A busy start into the dark night
I quietly roll out of bed, grab my backpack and hike down one floor to appease my upset stomach with at least a little breakfast. Unsuccessfully, I soon go down another floor – the shoe room is already buzzing with people, tourers are crowded close to climbers. While I put on my gear and tie my shoes, I go through everything again in my mind: Water, sunscreen, headlamp: OK. At the same time, I try not to let the respect for the impressive summit waiting for me outside become too great. Then I step out into the still pitch-black night. It is 3.45 a.m.
A huge ascent in small world of light
A warm breeze blows around me and white lights flash, the first rope teams are already crossing the glacier below us. The air vibrates with the soft murmur of voices and the sound of many footsteps hurrying across the stone floor. Then our tour starts: a descent into the dark over stick and stone – and suddenly there it is, the snow, the glacier, under my feet. Time to rope up, time for crampons. Time to climb further and further towards the sky – over 1100 metres of altitude via Hohlaubgrat now lie ahead of us. I quickly put this thought away, deep in my bag, and pull the zipper extra tight again. I am grateful that I only see the cone of light in front of me, My world melts away to the pink rope I’mm tied to and the footprints that Justine leaves.

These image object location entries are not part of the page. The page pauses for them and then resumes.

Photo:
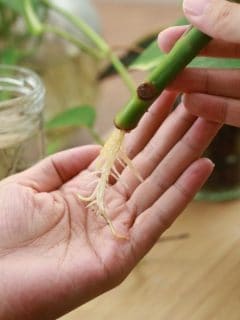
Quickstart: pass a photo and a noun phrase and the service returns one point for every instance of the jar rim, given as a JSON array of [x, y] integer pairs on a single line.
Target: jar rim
[[36, 89]]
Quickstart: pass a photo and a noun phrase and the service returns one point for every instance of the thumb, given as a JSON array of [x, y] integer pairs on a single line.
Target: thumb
[[217, 18]]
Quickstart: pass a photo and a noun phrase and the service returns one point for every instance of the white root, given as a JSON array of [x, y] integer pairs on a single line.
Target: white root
[[105, 168]]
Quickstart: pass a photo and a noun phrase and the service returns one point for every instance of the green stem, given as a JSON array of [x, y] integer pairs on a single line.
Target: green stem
[[68, 37], [170, 66], [102, 46]]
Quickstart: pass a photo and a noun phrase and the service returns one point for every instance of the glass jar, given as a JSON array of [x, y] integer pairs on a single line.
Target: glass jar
[[21, 125], [224, 151]]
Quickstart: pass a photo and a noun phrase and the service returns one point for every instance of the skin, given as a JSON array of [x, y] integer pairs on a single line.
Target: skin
[[212, 94], [56, 254]]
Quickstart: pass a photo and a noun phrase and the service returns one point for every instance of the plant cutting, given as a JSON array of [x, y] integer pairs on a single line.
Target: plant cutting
[[127, 119]]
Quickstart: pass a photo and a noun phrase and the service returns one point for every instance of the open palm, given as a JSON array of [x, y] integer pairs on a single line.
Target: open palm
[[55, 254]]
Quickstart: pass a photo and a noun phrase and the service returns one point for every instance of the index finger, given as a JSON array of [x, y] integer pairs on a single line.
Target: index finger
[[215, 48]]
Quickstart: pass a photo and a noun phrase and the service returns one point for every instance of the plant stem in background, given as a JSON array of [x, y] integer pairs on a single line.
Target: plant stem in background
[[183, 52], [98, 41], [34, 24], [71, 39]]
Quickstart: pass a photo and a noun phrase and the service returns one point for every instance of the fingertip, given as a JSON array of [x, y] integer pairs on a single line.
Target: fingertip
[[168, 37]]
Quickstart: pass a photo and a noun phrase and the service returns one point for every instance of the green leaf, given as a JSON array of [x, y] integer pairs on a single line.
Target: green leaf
[[80, 116], [15, 5], [10, 56]]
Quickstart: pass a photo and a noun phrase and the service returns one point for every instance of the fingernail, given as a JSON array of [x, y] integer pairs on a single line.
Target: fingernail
[[195, 7]]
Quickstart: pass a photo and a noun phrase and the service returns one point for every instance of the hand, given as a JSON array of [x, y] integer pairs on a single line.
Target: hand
[[213, 94], [56, 254]]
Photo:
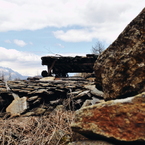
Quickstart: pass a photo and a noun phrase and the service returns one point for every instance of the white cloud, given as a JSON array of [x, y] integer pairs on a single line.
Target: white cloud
[[22, 62], [7, 41], [60, 45], [20, 43], [105, 17]]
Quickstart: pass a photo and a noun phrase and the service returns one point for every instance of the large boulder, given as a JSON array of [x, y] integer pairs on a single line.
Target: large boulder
[[120, 69], [121, 120]]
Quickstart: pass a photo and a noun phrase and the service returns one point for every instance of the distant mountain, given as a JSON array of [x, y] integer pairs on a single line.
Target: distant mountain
[[9, 74]]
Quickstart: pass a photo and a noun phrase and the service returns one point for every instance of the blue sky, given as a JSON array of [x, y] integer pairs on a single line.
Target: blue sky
[[32, 29]]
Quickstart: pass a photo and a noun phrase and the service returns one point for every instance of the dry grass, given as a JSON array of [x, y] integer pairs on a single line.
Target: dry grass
[[45, 130]]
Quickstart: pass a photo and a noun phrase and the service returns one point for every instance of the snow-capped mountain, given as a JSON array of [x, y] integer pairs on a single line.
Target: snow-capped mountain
[[9, 74]]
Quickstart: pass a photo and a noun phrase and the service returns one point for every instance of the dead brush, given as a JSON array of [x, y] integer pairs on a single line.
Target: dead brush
[[43, 130]]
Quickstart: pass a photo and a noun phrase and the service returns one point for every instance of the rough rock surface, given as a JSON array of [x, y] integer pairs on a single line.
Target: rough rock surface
[[121, 119], [42, 96], [120, 69]]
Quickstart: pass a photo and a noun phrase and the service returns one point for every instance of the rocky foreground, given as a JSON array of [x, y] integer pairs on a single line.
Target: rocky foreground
[[109, 110]]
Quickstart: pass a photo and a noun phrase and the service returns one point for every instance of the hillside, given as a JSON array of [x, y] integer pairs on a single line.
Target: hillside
[[9, 74]]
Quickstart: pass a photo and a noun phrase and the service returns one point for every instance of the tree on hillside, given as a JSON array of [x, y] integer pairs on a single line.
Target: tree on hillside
[[98, 48]]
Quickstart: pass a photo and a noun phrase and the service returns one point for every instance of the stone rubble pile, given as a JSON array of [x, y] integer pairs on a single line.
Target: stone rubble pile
[[70, 92], [112, 108]]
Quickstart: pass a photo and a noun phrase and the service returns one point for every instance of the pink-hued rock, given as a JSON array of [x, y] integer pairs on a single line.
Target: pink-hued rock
[[120, 120], [120, 69]]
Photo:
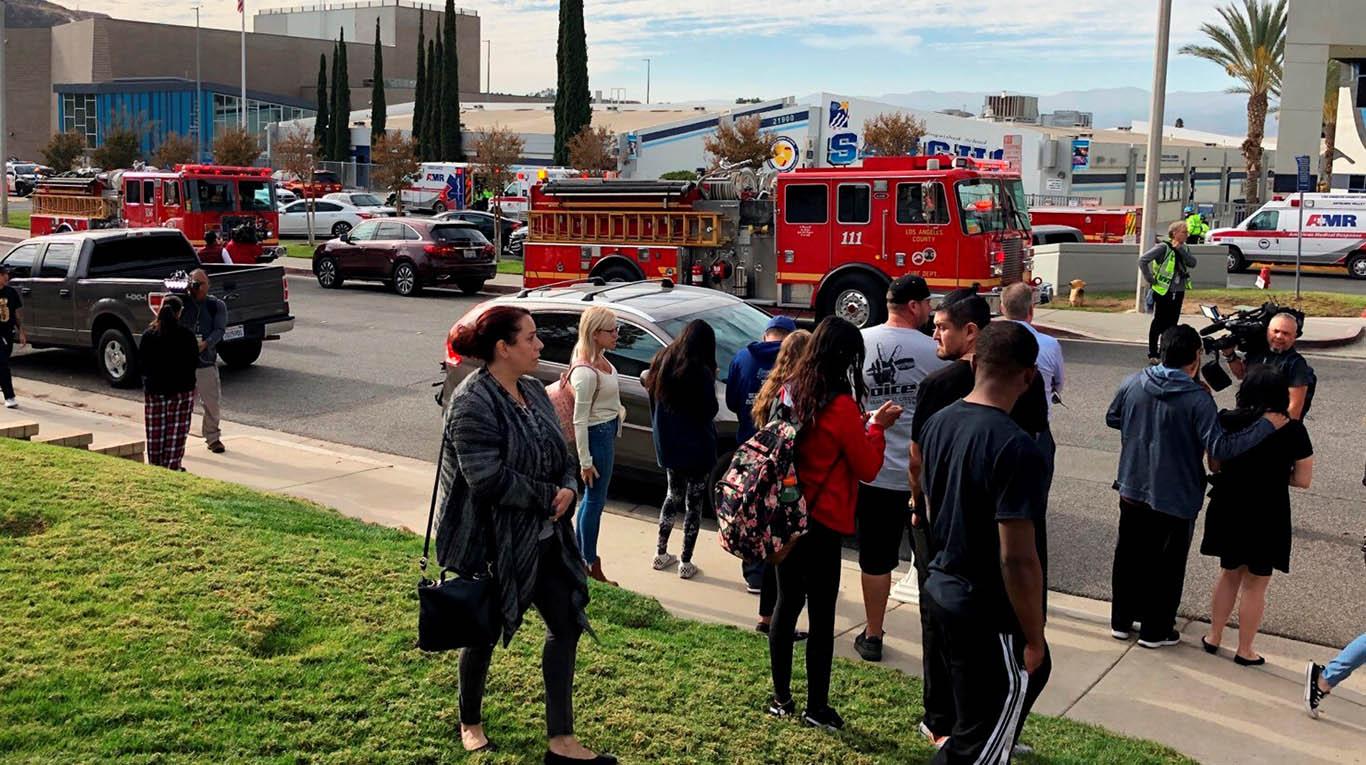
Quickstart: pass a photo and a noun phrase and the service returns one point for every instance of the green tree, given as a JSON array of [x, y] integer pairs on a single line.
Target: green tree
[[420, 89], [320, 124], [1250, 47], [573, 108], [450, 90], [63, 149], [377, 107]]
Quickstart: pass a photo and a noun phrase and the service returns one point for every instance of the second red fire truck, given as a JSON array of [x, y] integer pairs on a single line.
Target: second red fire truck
[[824, 241]]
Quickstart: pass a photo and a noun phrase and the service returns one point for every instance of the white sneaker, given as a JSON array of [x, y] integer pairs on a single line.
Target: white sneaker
[[664, 560]]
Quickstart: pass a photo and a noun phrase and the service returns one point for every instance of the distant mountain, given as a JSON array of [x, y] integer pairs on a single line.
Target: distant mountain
[[36, 14], [1113, 107]]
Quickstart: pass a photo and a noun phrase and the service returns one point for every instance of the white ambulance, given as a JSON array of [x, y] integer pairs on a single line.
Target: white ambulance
[[1333, 234]]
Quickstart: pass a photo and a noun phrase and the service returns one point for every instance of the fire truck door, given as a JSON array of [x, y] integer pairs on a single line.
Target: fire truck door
[[803, 243]]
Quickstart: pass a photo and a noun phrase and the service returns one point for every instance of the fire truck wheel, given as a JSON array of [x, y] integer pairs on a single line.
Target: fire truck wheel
[[1236, 262], [857, 298], [118, 358], [406, 280], [328, 273]]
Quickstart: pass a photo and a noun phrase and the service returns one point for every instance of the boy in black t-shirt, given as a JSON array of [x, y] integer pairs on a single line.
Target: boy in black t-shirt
[[985, 489]]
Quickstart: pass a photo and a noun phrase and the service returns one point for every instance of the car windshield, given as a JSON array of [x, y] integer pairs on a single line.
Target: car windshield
[[735, 325]]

A photographer's dream between shadow plays and weather sweeps
Little by little, the first blue light creeps over the horizon and illuminates the faces around me. Layer by layer, the mountain peaks in the distance peel out of their night robe and powder themselves with the first, hazy dawn. Our summit seems almost within reach, but still a few hours separate us from the cross.
Dark clouds briefly cover our tour and blow little snowflakes in our faces as we climb along the ridge – only moments later a hesitant ray of sunlight breaks through and transforms the world into a play of shadows, contours and contrasts. Click – another moment captured on camera. How grateful I am that this is my profession. I could not wish for anything more beautiful.
Can I have a little more?
Step. Step. The air becomes noticeably thinner, my breathing louder. Until we finally stand in front of the wall, just below the summit. And my heart jumps a little more – this is where the only short climb starts. If I could have chosen, the whole route would have been like this: Because seeking my way up over the rock makes my heart dance. The crampons are unfamiliar for me, but the prongs dig deep into the scree, while my fingertips feel above me for the next hold and I pull myself to the next anchor. Far too quickly I am at the top, far too quickly we turn the last corner, and then it is in front of me: the summit cross at 4027 metres.

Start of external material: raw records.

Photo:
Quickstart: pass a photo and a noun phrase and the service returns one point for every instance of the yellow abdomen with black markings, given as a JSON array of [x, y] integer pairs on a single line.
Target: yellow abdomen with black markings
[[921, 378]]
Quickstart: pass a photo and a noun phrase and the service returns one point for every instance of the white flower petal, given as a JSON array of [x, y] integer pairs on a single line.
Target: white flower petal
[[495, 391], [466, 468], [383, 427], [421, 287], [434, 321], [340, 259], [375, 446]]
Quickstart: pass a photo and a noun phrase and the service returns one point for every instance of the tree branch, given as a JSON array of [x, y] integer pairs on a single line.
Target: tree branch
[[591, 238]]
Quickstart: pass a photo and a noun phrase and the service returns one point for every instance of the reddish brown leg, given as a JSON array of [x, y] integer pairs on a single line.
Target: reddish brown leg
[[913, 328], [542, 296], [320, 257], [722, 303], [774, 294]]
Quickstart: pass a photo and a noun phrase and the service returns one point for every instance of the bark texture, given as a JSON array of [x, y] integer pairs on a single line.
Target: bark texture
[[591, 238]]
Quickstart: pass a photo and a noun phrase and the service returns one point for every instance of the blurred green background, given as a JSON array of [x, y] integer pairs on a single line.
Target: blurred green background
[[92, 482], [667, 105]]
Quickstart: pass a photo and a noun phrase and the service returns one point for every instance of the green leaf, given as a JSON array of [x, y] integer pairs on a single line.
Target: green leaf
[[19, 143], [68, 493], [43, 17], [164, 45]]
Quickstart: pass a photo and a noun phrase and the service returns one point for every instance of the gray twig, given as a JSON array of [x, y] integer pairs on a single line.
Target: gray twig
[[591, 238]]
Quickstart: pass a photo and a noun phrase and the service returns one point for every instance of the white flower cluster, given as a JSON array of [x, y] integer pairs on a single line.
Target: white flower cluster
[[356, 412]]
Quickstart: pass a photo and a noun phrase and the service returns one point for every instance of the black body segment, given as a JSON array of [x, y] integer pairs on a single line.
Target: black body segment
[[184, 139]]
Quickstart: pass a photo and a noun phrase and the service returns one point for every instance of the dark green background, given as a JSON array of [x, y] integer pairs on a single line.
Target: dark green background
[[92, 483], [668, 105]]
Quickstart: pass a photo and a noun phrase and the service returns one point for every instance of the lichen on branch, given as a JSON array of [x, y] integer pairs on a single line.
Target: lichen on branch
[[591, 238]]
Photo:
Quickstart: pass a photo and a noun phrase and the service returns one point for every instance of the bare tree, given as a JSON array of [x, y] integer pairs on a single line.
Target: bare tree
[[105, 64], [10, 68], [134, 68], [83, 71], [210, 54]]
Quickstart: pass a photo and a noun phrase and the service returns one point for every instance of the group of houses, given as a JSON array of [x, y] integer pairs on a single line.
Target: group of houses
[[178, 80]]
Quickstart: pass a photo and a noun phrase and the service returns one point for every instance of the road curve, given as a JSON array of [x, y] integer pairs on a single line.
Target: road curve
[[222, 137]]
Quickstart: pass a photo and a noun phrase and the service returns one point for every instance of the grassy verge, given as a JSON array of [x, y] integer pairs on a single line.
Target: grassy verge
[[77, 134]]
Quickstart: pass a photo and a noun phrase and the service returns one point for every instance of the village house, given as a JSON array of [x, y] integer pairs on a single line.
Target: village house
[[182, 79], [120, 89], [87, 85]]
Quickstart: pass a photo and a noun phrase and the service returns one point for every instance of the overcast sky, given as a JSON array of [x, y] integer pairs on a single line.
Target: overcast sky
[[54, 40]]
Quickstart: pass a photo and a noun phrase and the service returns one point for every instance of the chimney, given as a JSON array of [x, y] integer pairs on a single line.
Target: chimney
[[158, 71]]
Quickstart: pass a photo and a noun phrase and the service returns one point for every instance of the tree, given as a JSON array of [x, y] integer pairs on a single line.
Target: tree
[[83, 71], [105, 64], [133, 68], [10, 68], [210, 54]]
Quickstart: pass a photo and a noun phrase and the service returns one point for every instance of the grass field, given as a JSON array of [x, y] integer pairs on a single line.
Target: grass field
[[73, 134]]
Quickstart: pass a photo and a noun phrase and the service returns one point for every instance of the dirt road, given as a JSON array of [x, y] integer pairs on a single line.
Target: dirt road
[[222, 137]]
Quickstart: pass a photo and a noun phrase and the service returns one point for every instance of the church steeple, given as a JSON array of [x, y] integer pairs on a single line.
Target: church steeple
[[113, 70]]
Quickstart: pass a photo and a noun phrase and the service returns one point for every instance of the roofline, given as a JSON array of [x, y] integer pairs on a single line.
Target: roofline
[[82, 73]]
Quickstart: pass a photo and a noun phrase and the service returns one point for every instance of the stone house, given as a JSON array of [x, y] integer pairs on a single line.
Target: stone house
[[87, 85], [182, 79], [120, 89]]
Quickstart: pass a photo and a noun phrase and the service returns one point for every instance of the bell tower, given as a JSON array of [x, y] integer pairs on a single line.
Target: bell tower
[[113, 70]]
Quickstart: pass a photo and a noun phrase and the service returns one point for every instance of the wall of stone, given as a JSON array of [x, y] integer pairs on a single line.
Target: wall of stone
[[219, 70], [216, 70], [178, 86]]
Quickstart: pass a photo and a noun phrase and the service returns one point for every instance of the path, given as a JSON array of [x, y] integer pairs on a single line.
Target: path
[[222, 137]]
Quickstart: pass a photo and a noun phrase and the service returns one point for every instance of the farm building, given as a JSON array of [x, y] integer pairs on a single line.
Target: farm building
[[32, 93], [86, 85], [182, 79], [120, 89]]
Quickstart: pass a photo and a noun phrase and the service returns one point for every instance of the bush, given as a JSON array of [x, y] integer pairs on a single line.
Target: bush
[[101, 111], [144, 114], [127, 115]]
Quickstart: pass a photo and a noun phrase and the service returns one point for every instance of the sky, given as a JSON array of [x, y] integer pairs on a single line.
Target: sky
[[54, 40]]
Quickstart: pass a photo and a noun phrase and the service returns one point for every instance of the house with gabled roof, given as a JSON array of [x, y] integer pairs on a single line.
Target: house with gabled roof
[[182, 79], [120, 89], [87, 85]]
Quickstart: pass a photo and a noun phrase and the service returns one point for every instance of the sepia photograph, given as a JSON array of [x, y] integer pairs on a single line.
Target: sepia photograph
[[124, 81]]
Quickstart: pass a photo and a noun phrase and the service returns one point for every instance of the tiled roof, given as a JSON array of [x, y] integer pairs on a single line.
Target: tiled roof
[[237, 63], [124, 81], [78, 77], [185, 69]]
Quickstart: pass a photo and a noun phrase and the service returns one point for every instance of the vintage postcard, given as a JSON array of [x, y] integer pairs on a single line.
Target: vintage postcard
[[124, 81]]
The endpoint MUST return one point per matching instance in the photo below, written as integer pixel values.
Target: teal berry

Pure euphoria at over 4000 metres
Joy, euphoria and amazement join hands and shake me. I take a deep breath of the panorama around me. Up here, on my highest, self-conquered peak in Switzerland. My legs still don’t believe their own performance, and I’m also having a hard time. It will take me a while to take it all in – the pictures I take help. All too soon, we descend via the normal route, down crevasses and ice sculptures, our irons digging into the snow. Like a highway, mountain walkers stream towards us, their faces wind-blown and their heads warm as they face the last ascent. As I finally take off my crampons and harness and walk the last few metres to the station, I realise that I have just pushed my limits once again. A tingling sensation spreads – I think it’s addictive!
About the 100% Women's Peak Challenge
When Switzerland Tourism asked me a few months ago if I would like to climb a 4000m peak as part of the 100% Womens Peak Challenge and accompany the project with my camera, the answer was immediately clear – yes, I would love to! Because women are still underrepresented on the mountain – be it on the huts or among female mountain guides. With the Challenge, Switzerland Tourism wants to give female mountaineers in Switzerland a face and create role models. Already 41 of the 48 summits have been climbed as part of the Challenge, which runs from 8 March to 8 October. All-female rope teams from all countries can take part – all it takes is a summit selfie. More information on the Peakchallenge website.
Facts about the tour
The tour took us over approx. 1100 metres in altitude from the Britannia Hut 3027m in the area of Saas Fee via the Hohlaub glacier and Hohlaub ridge to the Allalinhorn at 4027m and then down to the Mittelallalin station. We were accompanied by Caroline Ware Georg as mountain guide and Lou Reynolds as aspirant.
Disclaimer: This article is part of a collaboration with Switzerland Tourism. However, it fully describes my own impressions and feelings.